For over a decade, CNNs were the most popular deep-learning model for vision processing applications. As they evolved, CNNs accurately supported an expanded set of use cases, including image classification, object detection, semantic segmentation (grouping or labeling every pixel in an image), and panoptic segmentation (identifying object locations as well as grouping or labeling every pixel in every object).
Although the computer vision application landscape was understandably dominated by CNNs, a new algorithm category—initially developed for natural language processing (NLP) such as translation and queries—has made serious inroads beyond ChatGPT. Known as a transformer, the deep-learning model pioneered by Google beats CNNs in accuracy without any modifications other than replacing language patches with image patches.

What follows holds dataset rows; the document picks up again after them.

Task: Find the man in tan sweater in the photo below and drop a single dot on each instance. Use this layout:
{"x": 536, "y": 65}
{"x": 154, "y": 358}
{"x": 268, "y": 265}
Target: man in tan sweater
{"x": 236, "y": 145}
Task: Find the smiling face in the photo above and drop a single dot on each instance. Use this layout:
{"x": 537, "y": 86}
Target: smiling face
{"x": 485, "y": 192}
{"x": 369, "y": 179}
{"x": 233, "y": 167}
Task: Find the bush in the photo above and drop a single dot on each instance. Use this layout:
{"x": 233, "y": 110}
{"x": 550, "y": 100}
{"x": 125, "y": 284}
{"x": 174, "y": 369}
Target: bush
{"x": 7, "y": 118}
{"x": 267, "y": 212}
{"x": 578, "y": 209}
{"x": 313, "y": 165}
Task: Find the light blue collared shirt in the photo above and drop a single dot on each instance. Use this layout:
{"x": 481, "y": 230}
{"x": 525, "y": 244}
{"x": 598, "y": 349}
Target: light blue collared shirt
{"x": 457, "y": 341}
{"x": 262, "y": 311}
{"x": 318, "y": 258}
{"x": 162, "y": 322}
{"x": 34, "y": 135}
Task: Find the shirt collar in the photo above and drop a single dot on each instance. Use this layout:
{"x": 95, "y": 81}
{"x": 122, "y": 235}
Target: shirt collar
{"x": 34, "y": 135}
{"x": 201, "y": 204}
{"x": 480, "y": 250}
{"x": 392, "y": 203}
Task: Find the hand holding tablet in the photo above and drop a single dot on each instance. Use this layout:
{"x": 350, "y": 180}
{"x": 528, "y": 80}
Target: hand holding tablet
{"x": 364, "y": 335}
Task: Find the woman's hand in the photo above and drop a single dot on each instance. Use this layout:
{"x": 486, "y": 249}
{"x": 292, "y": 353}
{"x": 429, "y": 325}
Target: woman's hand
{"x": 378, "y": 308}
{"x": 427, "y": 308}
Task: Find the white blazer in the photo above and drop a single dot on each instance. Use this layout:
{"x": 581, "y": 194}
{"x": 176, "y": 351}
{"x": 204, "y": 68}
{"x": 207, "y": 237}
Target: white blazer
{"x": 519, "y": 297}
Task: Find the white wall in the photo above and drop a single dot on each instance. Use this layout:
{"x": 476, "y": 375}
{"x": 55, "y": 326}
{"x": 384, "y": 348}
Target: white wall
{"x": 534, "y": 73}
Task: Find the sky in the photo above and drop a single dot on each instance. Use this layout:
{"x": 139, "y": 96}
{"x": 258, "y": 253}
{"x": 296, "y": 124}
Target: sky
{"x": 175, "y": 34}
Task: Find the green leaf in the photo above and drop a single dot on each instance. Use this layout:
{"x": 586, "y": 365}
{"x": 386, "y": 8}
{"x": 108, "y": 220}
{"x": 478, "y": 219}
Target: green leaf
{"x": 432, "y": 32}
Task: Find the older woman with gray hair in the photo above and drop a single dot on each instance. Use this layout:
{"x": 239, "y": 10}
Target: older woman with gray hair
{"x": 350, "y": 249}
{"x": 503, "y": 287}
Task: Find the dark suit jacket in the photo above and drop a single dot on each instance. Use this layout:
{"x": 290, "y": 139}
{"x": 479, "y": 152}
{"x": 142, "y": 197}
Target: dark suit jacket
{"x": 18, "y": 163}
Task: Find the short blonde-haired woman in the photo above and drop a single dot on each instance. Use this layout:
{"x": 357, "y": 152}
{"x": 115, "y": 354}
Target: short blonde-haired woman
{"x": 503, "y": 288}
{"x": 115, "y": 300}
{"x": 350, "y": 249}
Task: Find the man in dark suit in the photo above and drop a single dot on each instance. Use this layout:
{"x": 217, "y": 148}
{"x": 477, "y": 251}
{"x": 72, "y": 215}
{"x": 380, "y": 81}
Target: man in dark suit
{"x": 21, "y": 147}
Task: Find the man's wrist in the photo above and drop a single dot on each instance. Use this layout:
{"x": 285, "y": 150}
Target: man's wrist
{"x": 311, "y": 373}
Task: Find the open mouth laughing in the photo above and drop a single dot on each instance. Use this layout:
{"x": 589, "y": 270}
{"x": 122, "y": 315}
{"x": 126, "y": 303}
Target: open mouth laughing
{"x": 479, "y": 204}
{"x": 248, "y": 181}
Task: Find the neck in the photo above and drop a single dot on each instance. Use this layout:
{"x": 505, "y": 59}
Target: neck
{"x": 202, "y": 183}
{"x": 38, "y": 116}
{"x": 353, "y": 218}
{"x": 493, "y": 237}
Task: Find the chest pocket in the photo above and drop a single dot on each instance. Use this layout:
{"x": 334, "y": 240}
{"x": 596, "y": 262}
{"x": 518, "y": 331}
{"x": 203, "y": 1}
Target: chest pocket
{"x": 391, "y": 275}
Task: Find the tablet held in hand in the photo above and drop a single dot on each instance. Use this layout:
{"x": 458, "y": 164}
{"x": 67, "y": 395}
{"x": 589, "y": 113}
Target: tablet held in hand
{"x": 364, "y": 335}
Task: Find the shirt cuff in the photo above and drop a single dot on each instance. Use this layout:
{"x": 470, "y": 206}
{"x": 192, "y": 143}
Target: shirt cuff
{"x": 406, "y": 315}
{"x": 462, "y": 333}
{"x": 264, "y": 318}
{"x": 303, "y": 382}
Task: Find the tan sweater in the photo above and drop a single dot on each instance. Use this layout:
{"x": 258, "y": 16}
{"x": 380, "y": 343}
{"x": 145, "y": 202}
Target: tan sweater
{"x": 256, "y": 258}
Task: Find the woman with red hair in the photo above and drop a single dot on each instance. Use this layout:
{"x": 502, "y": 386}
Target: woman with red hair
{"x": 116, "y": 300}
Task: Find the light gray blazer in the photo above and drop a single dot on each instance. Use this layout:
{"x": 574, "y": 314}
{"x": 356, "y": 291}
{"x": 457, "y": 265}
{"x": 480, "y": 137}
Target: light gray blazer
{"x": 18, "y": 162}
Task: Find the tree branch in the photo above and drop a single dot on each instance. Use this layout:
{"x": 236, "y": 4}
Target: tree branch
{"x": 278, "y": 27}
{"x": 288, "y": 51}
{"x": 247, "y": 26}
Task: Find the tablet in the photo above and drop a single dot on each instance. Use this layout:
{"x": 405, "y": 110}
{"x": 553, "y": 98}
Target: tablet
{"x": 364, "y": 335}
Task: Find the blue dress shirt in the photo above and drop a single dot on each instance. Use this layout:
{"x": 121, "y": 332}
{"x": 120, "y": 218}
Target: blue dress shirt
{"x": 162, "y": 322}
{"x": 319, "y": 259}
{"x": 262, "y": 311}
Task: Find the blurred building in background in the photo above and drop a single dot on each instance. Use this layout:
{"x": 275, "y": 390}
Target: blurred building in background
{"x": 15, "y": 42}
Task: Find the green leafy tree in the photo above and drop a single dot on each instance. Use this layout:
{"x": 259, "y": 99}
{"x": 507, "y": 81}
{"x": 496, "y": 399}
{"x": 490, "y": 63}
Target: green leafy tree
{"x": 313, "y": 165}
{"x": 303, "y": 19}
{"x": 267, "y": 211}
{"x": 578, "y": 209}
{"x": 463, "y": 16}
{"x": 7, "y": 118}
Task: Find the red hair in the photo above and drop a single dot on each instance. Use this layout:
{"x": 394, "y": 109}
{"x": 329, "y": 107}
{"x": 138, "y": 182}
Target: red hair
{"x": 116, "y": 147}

Moreover, Google’s vision transformer (ViT), an optimized model based on the original transformer architecture, outperforms a comparable CNN with four times fewer computational resources.

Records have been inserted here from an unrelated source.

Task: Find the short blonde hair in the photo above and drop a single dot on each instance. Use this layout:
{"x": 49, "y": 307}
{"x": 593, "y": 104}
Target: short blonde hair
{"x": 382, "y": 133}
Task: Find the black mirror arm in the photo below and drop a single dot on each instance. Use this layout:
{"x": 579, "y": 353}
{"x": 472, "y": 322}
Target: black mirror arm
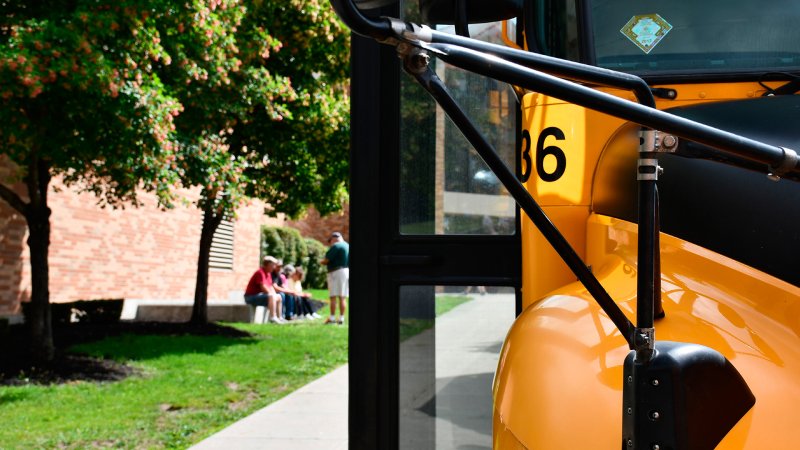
{"x": 417, "y": 65}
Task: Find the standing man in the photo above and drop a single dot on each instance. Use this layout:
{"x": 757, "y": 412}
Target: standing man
{"x": 338, "y": 259}
{"x": 260, "y": 290}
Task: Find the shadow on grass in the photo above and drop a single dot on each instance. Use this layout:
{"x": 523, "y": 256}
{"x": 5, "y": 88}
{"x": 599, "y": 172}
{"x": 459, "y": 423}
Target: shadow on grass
{"x": 166, "y": 339}
{"x": 98, "y": 352}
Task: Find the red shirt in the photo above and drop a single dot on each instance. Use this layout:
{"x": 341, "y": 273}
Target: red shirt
{"x": 258, "y": 278}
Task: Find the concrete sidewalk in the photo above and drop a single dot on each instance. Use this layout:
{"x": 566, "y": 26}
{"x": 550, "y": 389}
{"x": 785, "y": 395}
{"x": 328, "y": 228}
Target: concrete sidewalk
{"x": 312, "y": 417}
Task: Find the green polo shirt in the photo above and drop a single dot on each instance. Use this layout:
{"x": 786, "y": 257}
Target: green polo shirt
{"x": 338, "y": 256}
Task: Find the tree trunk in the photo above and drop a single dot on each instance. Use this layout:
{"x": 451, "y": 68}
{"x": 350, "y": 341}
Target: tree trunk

This is because transformers use property attention mechanisms and sparsity to improve training, focus on relevant data, and bolster inference capabilities. With these techniques, transformers can better learn and understand more complex patterns—as CNNs typically address data frames without knowing what came before or after. Nevertheless, it is important to note that while transformers deliver higher accuracy, CNNs achieve significantly higher frames per second (FPS). That’s why transformers are frequently paired with CNNs—to bolster the speed and accuracy of vision processing applications.
MobileViT, introduced by Apple in early 2022, is an example of this approach. Essentially, MobileViT merges transformer and CNN features to create a lightweight model for vision classification. The combination of transformer and convolution, when compared to the CNN-only MobileNet, delivers a three percent higher accuracy rate for the same size model (6M coefficients).